On peut voir d’immenses affiches publicitaires

Certaines roses

D’autre bleues

Pour une expo intitulée Prédations.

Une exposition – comme le titrent les journaux

« À dévorer à pleines dents ».

On y va en famille

Voir comment les uns tuent les autres

Voir comment les uns sont tués par les autres

Ceux traqués jusqu’à l’épuisement

Ceux étouffés lentement

Ceux avalés vivants.

On aurait aussi pu appeler cette exposition Fascination.

Ou plus sobrement Respect.

 

Je sais que je ne suis pas le seul enfant

À m’être dit

Devant des animaux traqués :

On ne peut pas laisser faire

– Il faut les aider.

Mais les parents sont là pour veiller

Les parents expliquent ce qu’on leur a expliqué

Ça les fait même sourire – tant de naïveté.

Ils disent que c’est la vie

Ils disent que la mort fait partie de la vie

Ils disent c’est la nature qui veut ça.

Voilà à peu près ce qu’ils disent.

Ils répètent ce que les professeurs ont dit

Qui répètent ce que les experts ont dit

Et à la fin l’enfant ne dit plus rien.

Il apprend – à son tour

Ce que veut la nature.

Comme si la nature était quelqu’un

Et même quelqu’un de plutôt extraordinaire.

Comme si la nature avait un plan

Un bon plan.

 

Comme si ce qui existe ne se « contentait » pas d’exister

Comme si ce qui existe avait une bonne raison d’exister.

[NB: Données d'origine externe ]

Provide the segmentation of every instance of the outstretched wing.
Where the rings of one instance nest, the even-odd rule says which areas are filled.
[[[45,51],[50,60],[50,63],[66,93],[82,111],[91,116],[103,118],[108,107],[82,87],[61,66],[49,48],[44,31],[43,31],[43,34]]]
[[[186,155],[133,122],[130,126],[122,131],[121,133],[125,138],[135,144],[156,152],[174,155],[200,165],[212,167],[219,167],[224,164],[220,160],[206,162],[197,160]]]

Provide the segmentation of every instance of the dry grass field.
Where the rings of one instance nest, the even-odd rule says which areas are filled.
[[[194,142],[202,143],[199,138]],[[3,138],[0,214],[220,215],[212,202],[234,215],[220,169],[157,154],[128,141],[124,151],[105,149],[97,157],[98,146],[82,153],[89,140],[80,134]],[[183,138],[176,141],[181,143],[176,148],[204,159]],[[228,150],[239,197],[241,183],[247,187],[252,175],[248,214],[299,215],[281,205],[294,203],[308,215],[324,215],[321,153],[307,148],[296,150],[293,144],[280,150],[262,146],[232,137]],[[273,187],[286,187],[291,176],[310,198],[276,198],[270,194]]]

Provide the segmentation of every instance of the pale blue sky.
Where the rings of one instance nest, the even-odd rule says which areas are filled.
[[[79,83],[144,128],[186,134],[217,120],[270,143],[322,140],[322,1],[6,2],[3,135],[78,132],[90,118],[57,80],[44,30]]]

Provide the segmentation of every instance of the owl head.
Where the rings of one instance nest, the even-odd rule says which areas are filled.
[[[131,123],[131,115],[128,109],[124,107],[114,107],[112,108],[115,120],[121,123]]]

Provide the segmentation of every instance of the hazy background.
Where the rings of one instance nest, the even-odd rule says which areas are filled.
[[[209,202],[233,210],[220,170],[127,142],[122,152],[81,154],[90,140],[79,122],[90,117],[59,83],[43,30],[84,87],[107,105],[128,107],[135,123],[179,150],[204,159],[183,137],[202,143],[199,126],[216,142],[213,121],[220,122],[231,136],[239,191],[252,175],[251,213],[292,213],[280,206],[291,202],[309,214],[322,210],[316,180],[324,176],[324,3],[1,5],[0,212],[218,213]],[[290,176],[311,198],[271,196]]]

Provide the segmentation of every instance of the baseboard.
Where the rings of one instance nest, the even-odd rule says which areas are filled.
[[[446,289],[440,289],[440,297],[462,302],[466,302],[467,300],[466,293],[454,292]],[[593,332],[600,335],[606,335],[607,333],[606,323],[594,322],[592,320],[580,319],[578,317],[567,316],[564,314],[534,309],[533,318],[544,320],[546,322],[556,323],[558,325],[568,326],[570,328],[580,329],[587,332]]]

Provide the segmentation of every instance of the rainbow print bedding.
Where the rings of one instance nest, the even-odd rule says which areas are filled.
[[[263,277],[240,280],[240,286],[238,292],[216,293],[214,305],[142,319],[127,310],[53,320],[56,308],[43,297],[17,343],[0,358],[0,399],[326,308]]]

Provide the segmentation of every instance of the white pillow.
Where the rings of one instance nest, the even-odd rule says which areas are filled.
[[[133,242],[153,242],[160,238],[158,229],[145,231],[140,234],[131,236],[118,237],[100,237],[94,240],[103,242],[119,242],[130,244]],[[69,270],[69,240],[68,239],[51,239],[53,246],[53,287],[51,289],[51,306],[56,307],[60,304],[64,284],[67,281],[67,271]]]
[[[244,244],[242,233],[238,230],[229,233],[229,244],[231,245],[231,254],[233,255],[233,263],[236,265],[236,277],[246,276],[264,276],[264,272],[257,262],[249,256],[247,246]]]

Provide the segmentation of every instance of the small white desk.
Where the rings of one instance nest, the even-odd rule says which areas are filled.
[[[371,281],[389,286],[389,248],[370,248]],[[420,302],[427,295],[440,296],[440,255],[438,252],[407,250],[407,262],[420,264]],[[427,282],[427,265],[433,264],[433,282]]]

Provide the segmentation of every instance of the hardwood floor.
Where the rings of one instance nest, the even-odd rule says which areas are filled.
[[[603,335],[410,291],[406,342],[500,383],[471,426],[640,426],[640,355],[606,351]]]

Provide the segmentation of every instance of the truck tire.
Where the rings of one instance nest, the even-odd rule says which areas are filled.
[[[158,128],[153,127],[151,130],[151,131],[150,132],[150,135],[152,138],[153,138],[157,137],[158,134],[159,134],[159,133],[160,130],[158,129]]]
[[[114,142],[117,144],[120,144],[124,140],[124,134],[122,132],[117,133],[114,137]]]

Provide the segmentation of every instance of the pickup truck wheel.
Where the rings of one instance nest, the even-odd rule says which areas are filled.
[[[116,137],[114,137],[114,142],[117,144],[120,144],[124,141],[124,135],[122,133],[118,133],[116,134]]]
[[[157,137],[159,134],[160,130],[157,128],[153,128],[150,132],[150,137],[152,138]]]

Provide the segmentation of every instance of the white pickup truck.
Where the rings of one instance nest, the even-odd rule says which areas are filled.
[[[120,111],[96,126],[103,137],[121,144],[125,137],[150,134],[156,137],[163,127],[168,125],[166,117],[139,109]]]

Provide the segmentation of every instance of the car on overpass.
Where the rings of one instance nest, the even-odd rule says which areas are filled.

Comme si chaque organisme était là pour remplir une case

Comme si un rôle avait été assigné à chacun :

Comme s’il fallait qu’il y ait des proies et des prédateurs

Des tueurs et des tués

Comme s’il fallait que les individus qui vivent sur cette planète

S’entredévorent

Comme si la maladie la faim la soif le stress la peur

Étaient indispensables

Nécessaires à la réalisation de Son idée derrière la tête ;

Comme si c’était là un monde idéal

Un monde bien fait.

Comme si on ne pouvait imaginer mieux.

Comme si le penser

Était déjà présomptueux.

 

Alors l’enfant La regarde à l’œuvre

Sans rien dire.

Maintenant il trouve ça normal

Il a appris la chaîne alimentaire

Les écosystèmes

Cette fragile merveille

Leur fantastique équilibre.

Maintenant il a appris

Un seul maillon manque

Et tout est déréglé ;

Il a appris qu’on ne touche pas

L’œuvre de la Grande Architecte

Sous peine de tout foutre en l’air ;

Il a appris l’importance des prédateurs

Appris que sans eux

Les proies se mettraient à se multiplier

À tout bouffer

Et alors quid du fameux équilibre ?

– Et quid de l’évolution

De leur propre évolution ?

 

Tout cela

Pendant que les humains passaient de 650 millions

À 7 milliards d’individus en 250 ans.

Tout cela

Pendant les millions d’hectares brûlés chaque année

Pendant le saccage des habitats des autres populations

Pendant l’accaparement des terres

Pendant l’anéantissement de centaines d’espèces

Pendant la pollution planétaire des sols et de l’air.

Tout cela

Pendant qu’ils réduisaient leurs prédateurs naturels

À néant ;

Qu’ils luttaient contre les maladies naturelles

À coup de vaccins d’antibiotiques et de chimiothérapie ;

Qu’ils soustrayaient les naturellement plus faibles

Les moins chanceux

Les moins adaptés d’entre eux

Aux griffes de la nature.

Bref

L’enfant a appris à voir le monde comme un homme.

 

Maintenant il ne se dit plus :

Si Dieu (ou la Nature) existait

Il faudrait qu’il soit sacrément méchant

Sacrément sadique

Pour imaginer un monde pareil

À ce point violent

À ce point rempli de souffrance ;

Il faudrait qu’il soit sacrément cruel

Pour créer des individus sensibles

Faits pour en tuer d’autres

Faits pour être traqués et mangés par d’autres ;

Quel être – quelle volonté suffisamment cinglée

Méchante

Aurait l’idée de créer un monde semblable

Si on lui donnait la possibilité d’en créer un nouveau ?

 

Maintenant

Il ne se dit plus rien.

Il peut à son tour emmener ses enfants à l’expo.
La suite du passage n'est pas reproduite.